Secondly, targeting the "usage-based billing" model commonly adopted in the AI industry, Radar has added predictive capabilities for malicious non-payment risk. In the past, companies could only discover fraudulent "freeloaders" when monthly bills became overdue; now, the system can predict the risk of non-payment while resources are being continuously consumed. Once an anomaly is detected, companies can automatically trigger prepayment requirements, dynamically lower concurrent request limits, or directly suspend service interfaces, thereby minimizing losses.
Furthermore, with the accelerated penetration of agentic commerce, Stripe has also begun to establish more granular risk metrics to distinguish between authorized agents and malicious "exploitative" bots. Radar generates risk scores for machine-driven transaction behaviors, helping companies identify malicious actions that attempt to use automation to snatch resources, abuse promotional policies, or bypass transaction rules.
Looking at the evolution of AI, the biggest change brought by agents might not be how many complex tasks they can perform for humans, but rather that machines themselves have begun to autonomously consume resources, create commercial value, and even directly participate in and drive transactions. When agents start to participate in or even construct transactions, risks inevitably migrate with them.

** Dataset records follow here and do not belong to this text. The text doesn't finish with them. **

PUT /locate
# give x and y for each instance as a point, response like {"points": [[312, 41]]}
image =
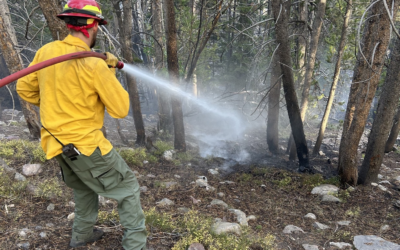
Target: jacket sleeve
{"points": [[110, 91], [28, 87]]}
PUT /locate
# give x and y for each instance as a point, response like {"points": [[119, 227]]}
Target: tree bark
{"points": [[336, 75], [281, 9], [173, 69], [273, 108], [126, 25], [315, 34], [365, 81], [394, 132], [50, 9], [8, 41], [164, 106], [387, 105]]}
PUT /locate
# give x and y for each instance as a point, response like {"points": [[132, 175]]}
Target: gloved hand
{"points": [[111, 60]]}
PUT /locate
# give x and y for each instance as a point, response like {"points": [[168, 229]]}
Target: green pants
{"points": [[109, 176]]}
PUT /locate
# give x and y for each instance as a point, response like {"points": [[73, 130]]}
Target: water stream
{"points": [[219, 125]]}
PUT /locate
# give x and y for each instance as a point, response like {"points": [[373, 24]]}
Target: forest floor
{"points": [[265, 186]]}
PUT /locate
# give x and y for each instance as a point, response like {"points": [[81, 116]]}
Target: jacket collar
{"points": [[76, 42]]}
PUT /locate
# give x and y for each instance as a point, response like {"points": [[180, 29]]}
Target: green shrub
{"points": [[134, 156], [9, 187], [49, 188], [15, 150]]}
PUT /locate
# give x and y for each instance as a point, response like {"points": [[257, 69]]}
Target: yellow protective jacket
{"points": [[72, 97]]}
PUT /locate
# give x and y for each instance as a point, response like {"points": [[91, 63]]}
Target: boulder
{"points": [[240, 216], [289, 229], [320, 226], [225, 227], [325, 189], [217, 202], [372, 242]]}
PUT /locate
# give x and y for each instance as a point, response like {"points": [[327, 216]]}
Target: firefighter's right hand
{"points": [[111, 60]]}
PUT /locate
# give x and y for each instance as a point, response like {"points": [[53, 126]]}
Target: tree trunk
{"points": [[394, 132], [125, 40], [365, 80], [387, 105], [8, 41], [282, 38], [316, 31], [273, 108], [173, 69], [164, 107], [335, 78], [50, 9]]}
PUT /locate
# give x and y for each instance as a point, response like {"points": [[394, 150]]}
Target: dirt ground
{"points": [[266, 186]]}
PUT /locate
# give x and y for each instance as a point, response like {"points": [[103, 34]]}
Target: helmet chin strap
{"points": [[82, 29]]}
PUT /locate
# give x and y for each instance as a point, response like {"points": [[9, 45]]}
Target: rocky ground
{"points": [[263, 201]]}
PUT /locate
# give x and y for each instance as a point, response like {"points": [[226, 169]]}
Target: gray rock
{"points": [[50, 207], [289, 229], [320, 226], [170, 184], [251, 217], [183, 210], [382, 188], [217, 202], [310, 247], [385, 228], [325, 189], [330, 198], [24, 245], [343, 223], [372, 242], [167, 155], [351, 189], [341, 245], [7, 169], [196, 246], [213, 172], [19, 177], [310, 216], [165, 202], [32, 189], [71, 216], [225, 227], [240, 216]]}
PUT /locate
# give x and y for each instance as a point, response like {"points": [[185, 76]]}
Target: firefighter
{"points": [[72, 97]]}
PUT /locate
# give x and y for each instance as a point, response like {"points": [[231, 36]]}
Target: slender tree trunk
{"points": [[50, 9], [394, 132], [317, 25], [273, 108], [281, 9], [8, 41], [164, 106], [365, 81], [387, 105], [126, 42], [173, 69], [335, 78]]}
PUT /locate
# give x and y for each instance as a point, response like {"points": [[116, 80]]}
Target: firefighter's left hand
{"points": [[111, 60]]}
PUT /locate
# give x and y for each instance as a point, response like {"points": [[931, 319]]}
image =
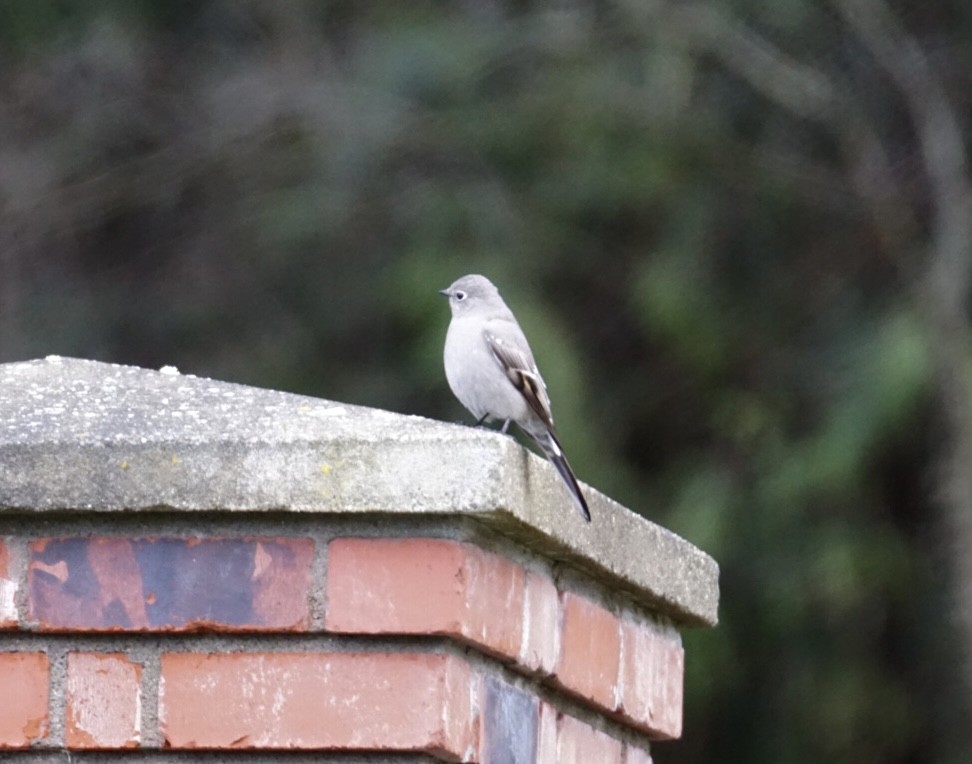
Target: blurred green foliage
{"points": [[272, 193]]}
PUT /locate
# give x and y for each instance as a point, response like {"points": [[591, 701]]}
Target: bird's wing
{"points": [[511, 351]]}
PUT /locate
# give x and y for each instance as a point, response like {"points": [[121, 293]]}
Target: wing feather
{"points": [[522, 371]]}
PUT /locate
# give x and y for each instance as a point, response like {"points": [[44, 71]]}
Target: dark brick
{"points": [[510, 721], [164, 584]]}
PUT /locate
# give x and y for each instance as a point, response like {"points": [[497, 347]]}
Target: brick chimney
{"points": [[195, 565]]}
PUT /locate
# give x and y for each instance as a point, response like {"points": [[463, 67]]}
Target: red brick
{"points": [[8, 588], [579, 743], [103, 701], [331, 701], [23, 714], [541, 625], [590, 651], [425, 586], [651, 677], [110, 583]]}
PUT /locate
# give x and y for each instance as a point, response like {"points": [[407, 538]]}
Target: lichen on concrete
{"points": [[84, 435]]}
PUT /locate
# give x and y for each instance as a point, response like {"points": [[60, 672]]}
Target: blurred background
{"points": [[737, 233]]}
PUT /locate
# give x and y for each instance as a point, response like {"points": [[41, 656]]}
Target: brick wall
{"points": [[325, 640], [197, 571]]}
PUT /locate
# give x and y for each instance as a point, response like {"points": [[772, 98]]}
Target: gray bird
{"points": [[491, 371]]}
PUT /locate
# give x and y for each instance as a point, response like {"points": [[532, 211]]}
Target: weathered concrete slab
{"points": [[83, 435]]}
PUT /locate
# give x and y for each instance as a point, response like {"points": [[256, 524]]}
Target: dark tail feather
{"points": [[556, 456]]}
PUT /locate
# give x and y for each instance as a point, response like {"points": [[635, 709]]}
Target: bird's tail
{"points": [[551, 448]]}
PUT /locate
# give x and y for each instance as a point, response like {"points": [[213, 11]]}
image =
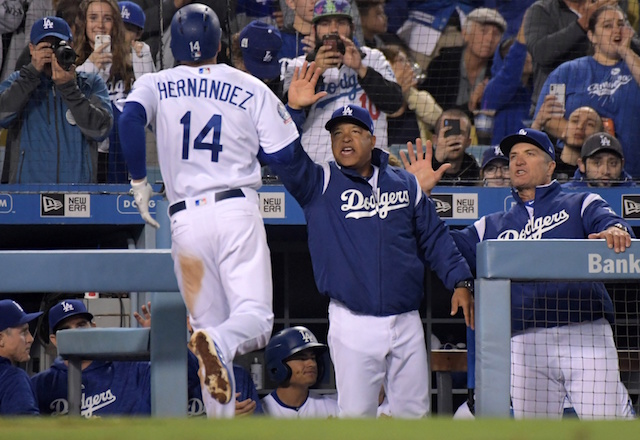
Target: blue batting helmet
{"points": [[286, 343], [195, 33]]}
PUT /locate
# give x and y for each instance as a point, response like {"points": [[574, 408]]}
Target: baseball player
{"points": [[294, 362], [16, 393], [108, 388], [362, 214], [562, 346], [211, 122]]}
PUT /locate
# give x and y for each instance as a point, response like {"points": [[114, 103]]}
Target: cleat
{"points": [[214, 374]]}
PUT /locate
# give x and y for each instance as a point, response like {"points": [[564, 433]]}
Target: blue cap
{"points": [[132, 13], [50, 26], [13, 315], [351, 113], [260, 43], [492, 154], [67, 309], [528, 136]]}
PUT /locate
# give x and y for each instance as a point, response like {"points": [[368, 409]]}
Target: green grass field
{"points": [[263, 428]]}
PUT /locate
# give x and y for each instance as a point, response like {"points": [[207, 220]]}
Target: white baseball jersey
{"points": [[211, 144], [318, 406], [342, 88]]}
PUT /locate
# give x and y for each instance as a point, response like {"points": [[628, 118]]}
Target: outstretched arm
{"points": [[420, 165]]}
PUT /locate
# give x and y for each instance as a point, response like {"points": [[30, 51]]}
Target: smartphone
{"points": [[558, 90], [455, 127], [102, 39]]}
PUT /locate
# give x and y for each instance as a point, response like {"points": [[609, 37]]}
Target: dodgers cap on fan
{"points": [[488, 16], [66, 309], [493, 154], [331, 8], [260, 43], [601, 141], [528, 136], [13, 315], [50, 26], [132, 13], [351, 113]]}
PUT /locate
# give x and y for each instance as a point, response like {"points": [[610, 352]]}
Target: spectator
{"points": [[118, 63], [256, 50], [508, 92], [12, 13], [16, 393], [108, 388], [601, 164], [458, 76], [453, 130], [495, 168], [298, 39], [608, 82], [556, 32], [295, 363], [419, 112], [360, 76], [548, 318], [55, 116], [374, 22], [383, 216]]}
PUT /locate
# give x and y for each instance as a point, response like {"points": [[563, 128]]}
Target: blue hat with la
{"points": [[260, 43], [353, 114], [132, 13], [528, 136], [66, 309], [13, 315], [50, 26]]}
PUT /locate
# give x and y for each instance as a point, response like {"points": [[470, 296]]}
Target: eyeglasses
{"points": [[492, 169]]}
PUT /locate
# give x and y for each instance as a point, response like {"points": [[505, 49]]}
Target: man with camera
{"points": [[55, 116], [350, 75]]}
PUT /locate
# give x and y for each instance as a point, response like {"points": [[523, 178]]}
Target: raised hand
{"points": [[302, 91], [420, 165]]}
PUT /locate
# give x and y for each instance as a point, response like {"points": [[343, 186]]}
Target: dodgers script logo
{"points": [[360, 206], [89, 404], [536, 227]]}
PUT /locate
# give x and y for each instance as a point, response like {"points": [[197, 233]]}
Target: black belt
{"points": [[222, 195]]}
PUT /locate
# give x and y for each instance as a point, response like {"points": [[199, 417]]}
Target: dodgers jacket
{"points": [[369, 248], [556, 214], [54, 129]]}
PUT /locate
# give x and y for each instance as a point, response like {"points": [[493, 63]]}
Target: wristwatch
{"points": [[466, 283]]}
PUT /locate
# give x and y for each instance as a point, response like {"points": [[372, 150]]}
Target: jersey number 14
{"points": [[215, 124]]}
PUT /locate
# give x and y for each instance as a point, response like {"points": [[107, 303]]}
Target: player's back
{"points": [[210, 122]]}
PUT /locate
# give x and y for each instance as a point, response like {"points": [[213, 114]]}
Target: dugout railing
{"points": [[499, 262]]}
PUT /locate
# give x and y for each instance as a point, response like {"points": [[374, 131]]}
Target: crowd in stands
{"points": [[507, 65]]}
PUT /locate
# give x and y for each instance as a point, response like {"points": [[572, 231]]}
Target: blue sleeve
{"points": [[505, 84], [437, 245], [131, 127]]}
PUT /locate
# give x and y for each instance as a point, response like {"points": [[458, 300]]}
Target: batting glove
{"points": [[142, 193]]}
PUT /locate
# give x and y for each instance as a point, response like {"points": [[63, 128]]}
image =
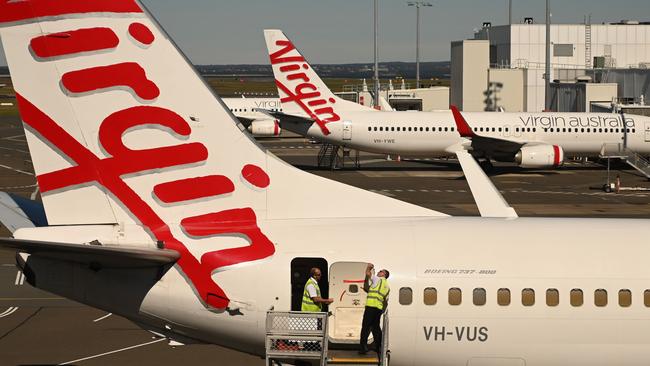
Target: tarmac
{"points": [[40, 328]]}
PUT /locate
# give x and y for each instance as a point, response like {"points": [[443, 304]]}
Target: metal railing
{"points": [[296, 335]]}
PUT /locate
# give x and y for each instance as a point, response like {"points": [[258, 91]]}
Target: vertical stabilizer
{"points": [[301, 90]]}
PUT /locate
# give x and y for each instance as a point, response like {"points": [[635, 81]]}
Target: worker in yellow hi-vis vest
{"points": [[376, 302], [311, 297]]}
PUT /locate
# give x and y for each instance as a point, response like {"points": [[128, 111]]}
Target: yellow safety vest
{"points": [[307, 303], [377, 295]]}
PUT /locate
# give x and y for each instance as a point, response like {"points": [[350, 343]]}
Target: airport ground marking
{"points": [[102, 318], [112, 352], [16, 170]]}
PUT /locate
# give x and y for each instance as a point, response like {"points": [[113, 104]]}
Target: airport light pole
{"points": [[376, 86], [418, 5]]}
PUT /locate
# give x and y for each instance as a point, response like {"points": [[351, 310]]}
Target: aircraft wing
{"points": [[96, 256], [487, 146]]}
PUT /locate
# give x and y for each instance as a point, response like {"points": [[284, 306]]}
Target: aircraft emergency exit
{"points": [[162, 210], [532, 140]]}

From stealing funds to stealing resources, from traditional payment fraud to covert token theft, the AI era is reshaping the underlying rules of business. For AI companies in the eye of the globalization storm, knowing how to leverage next-generation risk control infrastructure to defend these rules has become as important as exploring the frontiers of AI technology itself. Stripe, with its massive global operational scale and continuous observation and investment in the AI field, can support global companies' long-term growth in the AI era.
About Stripe
Stripe provides programmable financial services for over a million businesses worldwide. Tens of millions of companies rely on Stripe to build online and offline payment channels, embed financial services within their own platforms, create innovative and flexible revenue models, and develop more profitable businesses.
Headquartered in San Francisco and Dublin, Stripe processes over $1.9 trillion in total payment volume annually, equivalent to approximately 1.6% of global GDP. Stripe's users include nearly all leading AI companies, 90% of the Dow Jones Industrial Average, and 86% of the companies on the Forbes AI 50 list.
Leveraging its vast global operational scale and sustained R&D investment, particularly in the fields of AI and blockchain, Stripe is accelerating the deployment of cutting-edge technologies in the global economy.